We receive our sacraments at the appropriate moments
and we go to Mass on Sunday, at least most of the time,
and perhaps we even pray before meals
and in moments of crisis.
And all of these are good things, holy things.
But they are the floor, not the ceiling.
They make possible an encounter with the living God,
but they are not a guarantee that we will recognize him
or even notice his healing touch.
And, at their worst, they can become, 
as Augustine noted,
a source of pride.
They can tempt us to think
that we have the God-thing 
managed and under control,
that we know where to find God when we need him
and how to obtain from him what we want.

But, as the theologian Hans Urs von Balthasar noted,
“If we treat God as a sort of religious vending machine, 
he will show us that he is anything but that—
that he is a free, living God” (Light of the World, 355-356).
Religious practice is not a prison
in which we lock God up,
so that he is ready to be at our beck and call. 

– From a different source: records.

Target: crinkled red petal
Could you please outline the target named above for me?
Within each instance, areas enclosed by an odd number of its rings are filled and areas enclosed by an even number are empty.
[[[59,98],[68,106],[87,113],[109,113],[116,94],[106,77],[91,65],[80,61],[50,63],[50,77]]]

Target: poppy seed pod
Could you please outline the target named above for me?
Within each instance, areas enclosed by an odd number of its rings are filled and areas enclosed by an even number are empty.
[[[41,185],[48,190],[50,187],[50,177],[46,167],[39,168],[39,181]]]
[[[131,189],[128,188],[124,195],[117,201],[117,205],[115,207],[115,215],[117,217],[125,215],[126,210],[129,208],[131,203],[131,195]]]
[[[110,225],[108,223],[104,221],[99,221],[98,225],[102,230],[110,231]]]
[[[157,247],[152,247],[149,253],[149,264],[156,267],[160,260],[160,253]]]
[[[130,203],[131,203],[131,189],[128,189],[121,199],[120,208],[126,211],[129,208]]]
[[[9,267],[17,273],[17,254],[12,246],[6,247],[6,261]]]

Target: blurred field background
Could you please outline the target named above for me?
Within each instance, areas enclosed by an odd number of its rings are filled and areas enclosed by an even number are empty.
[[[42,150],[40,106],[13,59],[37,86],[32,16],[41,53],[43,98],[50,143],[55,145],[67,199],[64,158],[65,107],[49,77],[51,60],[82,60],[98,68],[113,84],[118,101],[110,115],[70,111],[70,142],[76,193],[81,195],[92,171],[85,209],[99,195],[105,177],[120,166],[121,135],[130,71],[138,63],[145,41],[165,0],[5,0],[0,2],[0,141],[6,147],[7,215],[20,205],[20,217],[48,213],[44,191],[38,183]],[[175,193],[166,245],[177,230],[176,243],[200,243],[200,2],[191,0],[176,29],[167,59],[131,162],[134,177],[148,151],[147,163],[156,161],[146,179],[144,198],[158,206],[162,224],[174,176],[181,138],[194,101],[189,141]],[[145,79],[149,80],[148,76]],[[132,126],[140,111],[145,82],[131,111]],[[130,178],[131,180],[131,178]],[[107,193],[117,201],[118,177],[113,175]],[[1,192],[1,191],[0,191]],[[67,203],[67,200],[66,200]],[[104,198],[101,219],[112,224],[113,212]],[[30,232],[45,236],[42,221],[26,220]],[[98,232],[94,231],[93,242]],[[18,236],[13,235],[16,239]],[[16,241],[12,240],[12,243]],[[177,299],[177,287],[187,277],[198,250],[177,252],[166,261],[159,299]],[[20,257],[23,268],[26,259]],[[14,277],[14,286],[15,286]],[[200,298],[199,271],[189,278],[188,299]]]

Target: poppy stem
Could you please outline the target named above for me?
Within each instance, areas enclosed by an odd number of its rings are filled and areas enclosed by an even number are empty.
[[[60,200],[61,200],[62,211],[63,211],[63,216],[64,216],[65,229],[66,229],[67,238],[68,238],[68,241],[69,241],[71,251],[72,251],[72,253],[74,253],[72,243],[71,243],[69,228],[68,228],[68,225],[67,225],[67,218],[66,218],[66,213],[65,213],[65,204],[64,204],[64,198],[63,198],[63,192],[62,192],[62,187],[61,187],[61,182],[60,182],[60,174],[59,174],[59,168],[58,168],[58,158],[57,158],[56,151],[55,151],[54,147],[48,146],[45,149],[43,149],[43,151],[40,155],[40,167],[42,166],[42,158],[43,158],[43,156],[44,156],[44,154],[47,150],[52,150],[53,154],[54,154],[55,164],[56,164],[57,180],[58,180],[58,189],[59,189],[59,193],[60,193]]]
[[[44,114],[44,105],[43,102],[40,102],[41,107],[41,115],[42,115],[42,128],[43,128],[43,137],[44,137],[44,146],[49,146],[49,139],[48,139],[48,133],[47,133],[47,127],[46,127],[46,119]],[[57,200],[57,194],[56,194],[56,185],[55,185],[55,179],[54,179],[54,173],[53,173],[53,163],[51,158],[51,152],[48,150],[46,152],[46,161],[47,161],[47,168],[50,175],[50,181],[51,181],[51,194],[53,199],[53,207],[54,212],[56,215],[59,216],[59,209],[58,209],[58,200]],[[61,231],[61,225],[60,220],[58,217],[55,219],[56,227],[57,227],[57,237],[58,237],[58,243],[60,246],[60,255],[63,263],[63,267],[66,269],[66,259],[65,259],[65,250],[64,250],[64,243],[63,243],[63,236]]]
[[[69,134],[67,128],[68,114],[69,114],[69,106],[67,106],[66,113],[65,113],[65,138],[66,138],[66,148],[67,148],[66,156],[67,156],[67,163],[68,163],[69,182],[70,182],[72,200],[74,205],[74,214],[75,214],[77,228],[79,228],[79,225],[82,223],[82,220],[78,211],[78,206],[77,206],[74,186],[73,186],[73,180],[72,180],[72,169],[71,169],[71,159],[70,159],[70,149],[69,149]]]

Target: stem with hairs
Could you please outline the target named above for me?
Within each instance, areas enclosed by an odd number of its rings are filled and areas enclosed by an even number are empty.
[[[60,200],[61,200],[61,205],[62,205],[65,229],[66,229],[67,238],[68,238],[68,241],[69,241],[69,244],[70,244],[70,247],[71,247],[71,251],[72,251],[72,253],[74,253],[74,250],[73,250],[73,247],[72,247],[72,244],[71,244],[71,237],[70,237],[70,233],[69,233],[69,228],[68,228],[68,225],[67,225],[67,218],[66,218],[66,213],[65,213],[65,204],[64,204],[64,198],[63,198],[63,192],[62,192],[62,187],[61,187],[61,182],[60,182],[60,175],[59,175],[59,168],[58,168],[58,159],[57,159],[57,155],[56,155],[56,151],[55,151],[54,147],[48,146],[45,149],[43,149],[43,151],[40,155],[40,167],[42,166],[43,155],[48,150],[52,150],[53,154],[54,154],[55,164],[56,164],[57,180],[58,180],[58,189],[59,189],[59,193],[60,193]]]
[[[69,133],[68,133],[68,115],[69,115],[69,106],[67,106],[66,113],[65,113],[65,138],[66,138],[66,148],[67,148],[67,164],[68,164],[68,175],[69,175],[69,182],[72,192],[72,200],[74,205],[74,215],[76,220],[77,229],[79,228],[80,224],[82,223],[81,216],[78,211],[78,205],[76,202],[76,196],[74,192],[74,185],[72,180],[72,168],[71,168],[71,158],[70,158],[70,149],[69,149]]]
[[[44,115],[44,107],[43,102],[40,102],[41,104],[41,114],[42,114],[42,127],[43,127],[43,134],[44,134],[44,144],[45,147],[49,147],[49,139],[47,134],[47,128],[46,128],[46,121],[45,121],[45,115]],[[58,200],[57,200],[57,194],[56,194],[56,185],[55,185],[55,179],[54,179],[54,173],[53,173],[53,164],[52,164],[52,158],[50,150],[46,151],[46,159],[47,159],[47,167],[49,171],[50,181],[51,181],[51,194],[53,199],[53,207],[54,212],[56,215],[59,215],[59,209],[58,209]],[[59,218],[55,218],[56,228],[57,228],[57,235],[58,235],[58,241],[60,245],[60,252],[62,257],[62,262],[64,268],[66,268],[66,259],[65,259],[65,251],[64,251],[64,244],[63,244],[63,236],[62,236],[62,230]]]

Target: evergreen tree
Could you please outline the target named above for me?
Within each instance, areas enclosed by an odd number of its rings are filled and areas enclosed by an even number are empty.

As St. Paul put it in writing to Timothy,
“the word of God is not chained.”
And if we think our religion 
contains God in this way,
then perhaps we need outsiders,
maybe even those who claim 
to be “spiritual but not religious”
(bless their hearts),
to remind us of the unchained Word of God
who took flesh among us in Jesus Christ,
who scandalized the pious
and died on a Roman cross 
accused of blasphemy.

It is right and just that I like religion.
But while I like religion,
I should love Jesus,
for in the end it is Jesus who will heal me and save me,
not my adherence to rituals and creeds and institutions.
So let us practice our religion with joy and humility
for God has given it to us in freedom
so that we might recognize Jesus,
and let us pray that all of us,
insiders and outsider,
religious and spiritual,
might come to know the mercy of God.